In Good Company (July 7, 2015) by Jen Turano.*
Life cannot be avoided, and apparently those you would rather avoid cannot be avoided, either. This is the case for Miss Millie Longfellow and Mr. Everett Mulberry. She has been ousted from yet another nanny position, and he has lost yet another nanny due to the antics of his young charges: Elizabeth, Rose and Thaddeus Burkhart. The matron of the employment agency is at her wit’s end with the both of them and pairs them together as a last resort, much to their initial resentment. Millie loves children, and the reason she often (always) ends up fired is that her teaching tactics are somewhat, erm, progressive and unique. Surprisingly or not, the children end up loving her, but the parents or guardians, not so much.
            Everett is a successful businessman with high societal aspirations. He wants to be part of the cream-of-the-crop amongst the upper echelons of NYC – and his summer home in Newport, Rhode Island – in 1882. His lovely, though imperious, spoiled, dramatic, soon-to-be fiancée, Caroline Dixon, fits to perfection his idea of the perfect woman for his standing in society. The children he was willed guardianship over? Not even close. He’d rather they’d been willed to someone else or that their parents hadn’t died in a freak accident.

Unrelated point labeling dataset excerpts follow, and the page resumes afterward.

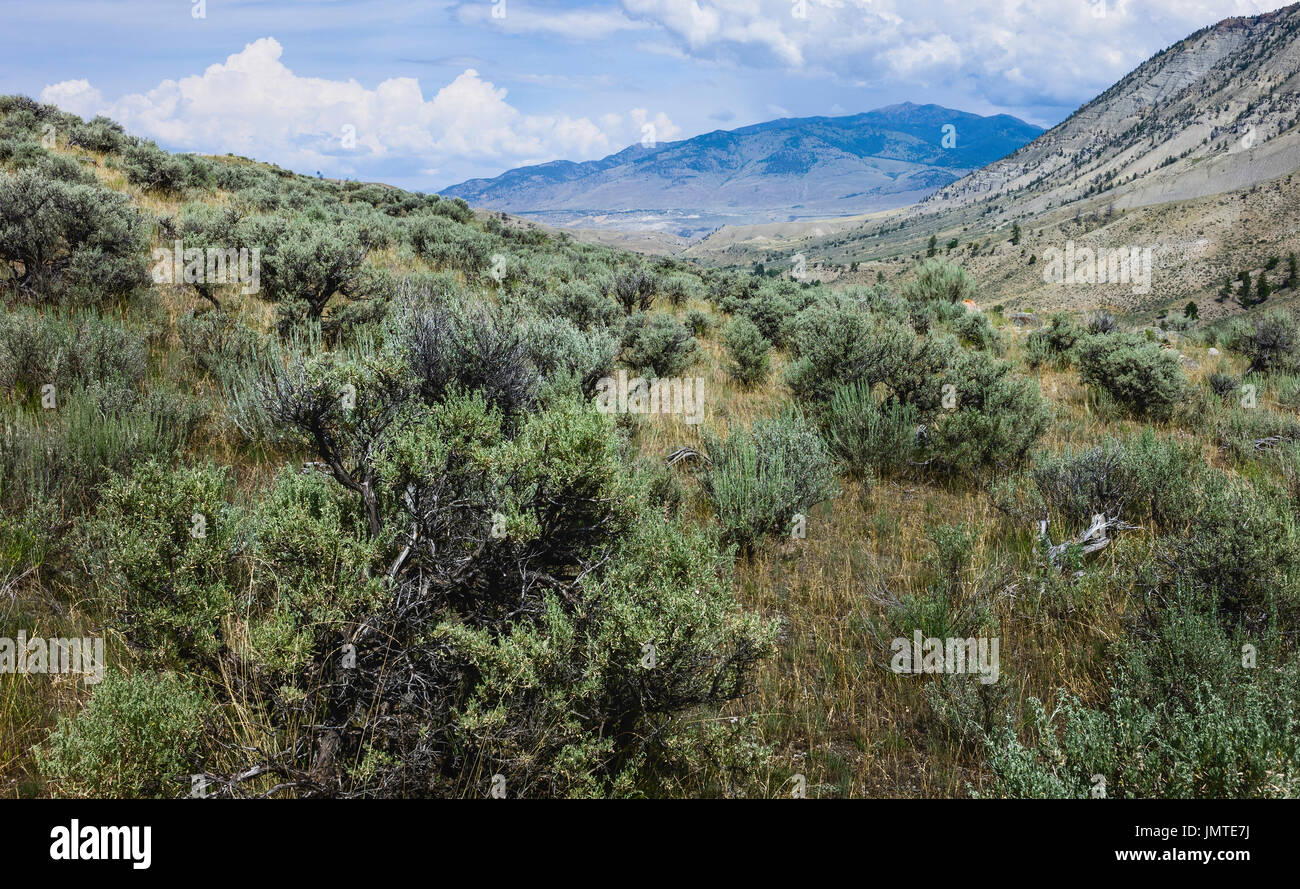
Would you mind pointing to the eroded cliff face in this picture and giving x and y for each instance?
(1213, 113)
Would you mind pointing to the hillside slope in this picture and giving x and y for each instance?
(1191, 155)
(772, 172)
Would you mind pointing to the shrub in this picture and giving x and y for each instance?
(551, 579)
(1242, 546)
(632, 289)
(975, 329)
(583, 304)
(661, 345)
(70, 239)
(1057, 343)
(1184, 720)
(138, 736)
(441, 239)
(771, 309)
(1140, 376)
(317, 569)
(308, 263)
(151, 168)
(748, 352)
(698, 322)
(217, 342)
(835, 342)
(471, 350)
(99, 134)
(941, 281)
(997, 417)
(761, 477)
(568, 356)
(1272, 343)
(159, 545)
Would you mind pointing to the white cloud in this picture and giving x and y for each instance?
(254, 104)
(1018, 50)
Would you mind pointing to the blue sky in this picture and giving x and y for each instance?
(427, 94)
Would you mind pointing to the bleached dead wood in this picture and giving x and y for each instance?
(1096, 537)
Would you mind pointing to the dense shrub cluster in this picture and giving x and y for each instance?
(365, 532)
(1136, 373)
(74, 242)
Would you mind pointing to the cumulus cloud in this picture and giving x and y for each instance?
(1021, 52)
(254, 104)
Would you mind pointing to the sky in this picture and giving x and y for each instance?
(424, 95)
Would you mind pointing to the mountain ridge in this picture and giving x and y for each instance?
(774, 170)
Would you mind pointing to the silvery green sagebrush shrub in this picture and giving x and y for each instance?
(1140, 376)
(1056, 343)
(1272, 342)
(139, 734)
(1186, 718)
(306, 263)
(151, 168)
(759, 478)
(698, 322)
(99, 134)
(870, 438)
(937, 280)
(748, 352)
(159, 546)
(73, 241)
(632, 287)
(570, 358)
(996, 417)
(661, 345)
(974, 329)
(541, 615)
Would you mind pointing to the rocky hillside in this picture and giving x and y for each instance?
(1213, 113)
(1192, 155)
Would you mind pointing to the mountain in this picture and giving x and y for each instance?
(1194, 154)
(1213, 113)
(774, 172)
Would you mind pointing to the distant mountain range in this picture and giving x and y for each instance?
(775, 172)
(1195, 155)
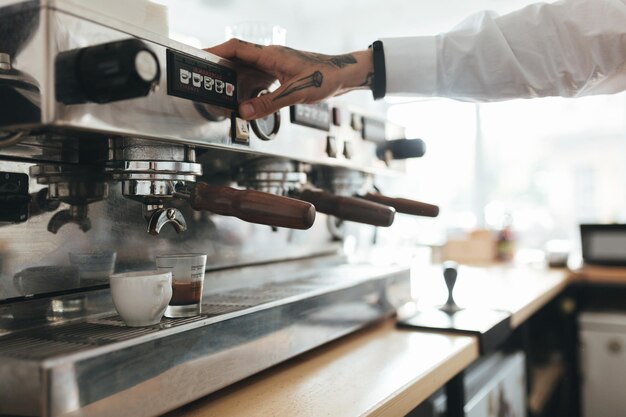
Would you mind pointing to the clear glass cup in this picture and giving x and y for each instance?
(187, 282)
(262, 33)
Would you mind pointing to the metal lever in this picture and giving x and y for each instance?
(449, 274)
(349, 208)
(160, 216)
(251, 206)
(404, 205)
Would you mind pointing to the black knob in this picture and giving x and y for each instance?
(105, 73)
(449, 274)
(14, 197)
(401, 149)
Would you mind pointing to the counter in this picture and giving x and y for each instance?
(382, 370)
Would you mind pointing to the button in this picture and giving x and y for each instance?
(241, 132)
(146, 66)
(336, 116)
(331, 146)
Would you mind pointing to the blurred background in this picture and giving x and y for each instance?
(534, 168)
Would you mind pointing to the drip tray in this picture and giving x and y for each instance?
(96, 366)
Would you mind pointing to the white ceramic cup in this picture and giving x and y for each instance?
(141, 297)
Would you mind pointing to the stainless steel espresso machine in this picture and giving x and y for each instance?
(118, 144)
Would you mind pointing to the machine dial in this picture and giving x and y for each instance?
(108, 72)
(266, 127)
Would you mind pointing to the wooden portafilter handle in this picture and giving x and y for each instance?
(404, 205)
(253, 206)
(349, 208)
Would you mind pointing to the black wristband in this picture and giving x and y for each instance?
(379, 86)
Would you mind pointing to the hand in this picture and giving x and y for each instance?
(305, 77)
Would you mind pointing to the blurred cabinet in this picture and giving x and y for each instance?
(495, 386)
(603, 363)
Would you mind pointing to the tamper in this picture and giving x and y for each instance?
(450, 272)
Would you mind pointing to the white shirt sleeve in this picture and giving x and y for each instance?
(569, 48)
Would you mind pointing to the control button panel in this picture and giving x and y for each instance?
(317, 116)
(240, 131)
(200, 80)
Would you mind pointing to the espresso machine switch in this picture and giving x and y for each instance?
(158, 216)
(104, 73)
(400, 149)
(349, 208)
(251, 205)
(404, 205)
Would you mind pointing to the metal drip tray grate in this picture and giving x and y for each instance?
(61, 339)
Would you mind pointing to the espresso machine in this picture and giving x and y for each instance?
(119, 144)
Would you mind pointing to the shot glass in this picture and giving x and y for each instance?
(187, 282)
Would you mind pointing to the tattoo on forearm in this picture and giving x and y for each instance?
(341, 61)
(369, 80)
(314, 80)
(250, 43)
(338, 61)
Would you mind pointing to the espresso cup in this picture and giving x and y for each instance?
(187, 282)
(141, 297)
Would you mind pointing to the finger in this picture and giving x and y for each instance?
(236, 48)
(304, 89)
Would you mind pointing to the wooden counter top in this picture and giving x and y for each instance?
(378, 371)
(382, 370)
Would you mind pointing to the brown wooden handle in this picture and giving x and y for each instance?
(253, 206)
(404, 205)
(349, 208)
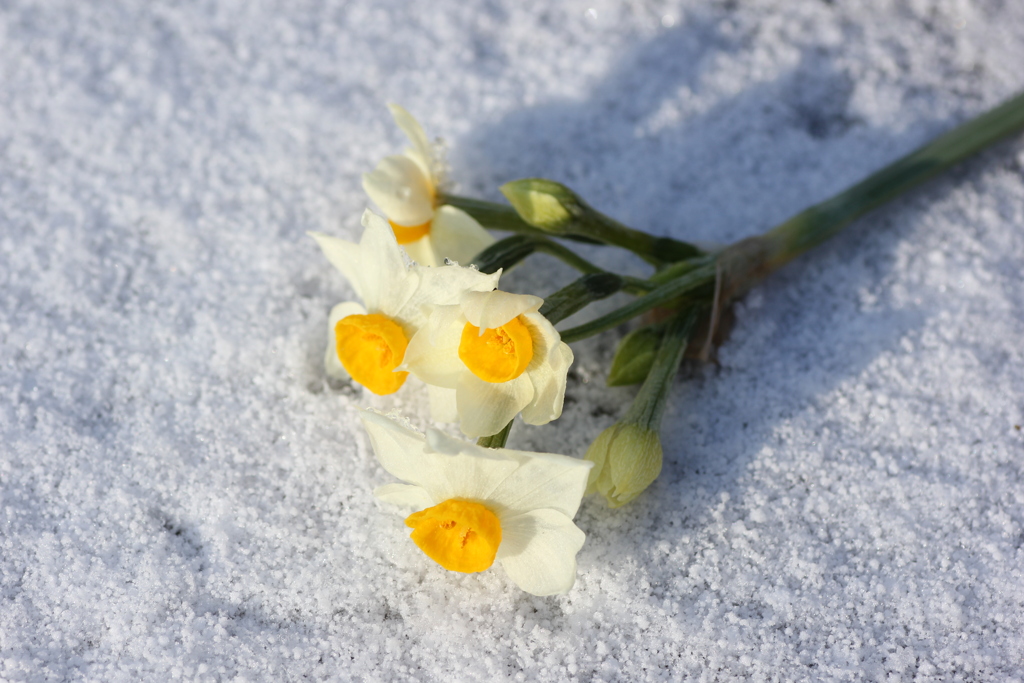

But when Elizabeth is certain she sees her late father’s yacht, something niggles at Millie. Something potentially very dangerous. And that danger isn’t just the attraction that Everett and Millie discover growing for one another. Life is funny that way.
            While we met Millie in “After a Fashion,” we as readers really got to know and understand her in this story. It was a riveting tale. Millie is a woman of good spirit, and even when life hands her lemons (which it has, a lot), she makes lemonade. She isn’t immune to disappointment and frustration, but her faith and amazing ability to love others when she didn’t receive much herself growing up drives her to be the spunky, kind-hearted, sometimes misunderstood woman she is. “In Good Company” encourages us to improve our strength of character no matter what we do – whether we are CEOs of corporations or we’re working retail or we’re homemakers or we’re balancing a full-time job and three kids or we’re looking for work. This is a novel of faith, finding understanding and bridging that gap between high society and pretty much everyone else. Throw in a whodunit plot and a spark of romance, and you’ve got another shining novel from Turano. Highly recommend!

* Disclosure of Material Connection: I received this book free from Bethany House Publishers. I was not required to write a positive review. The opinions are expressly my own. I am disclosing this in accordance with the Federal Trade Commission’s 16 CFR, Part 255: “Guides Concerning the Use of Endorsements and Testimonials in Advertising.”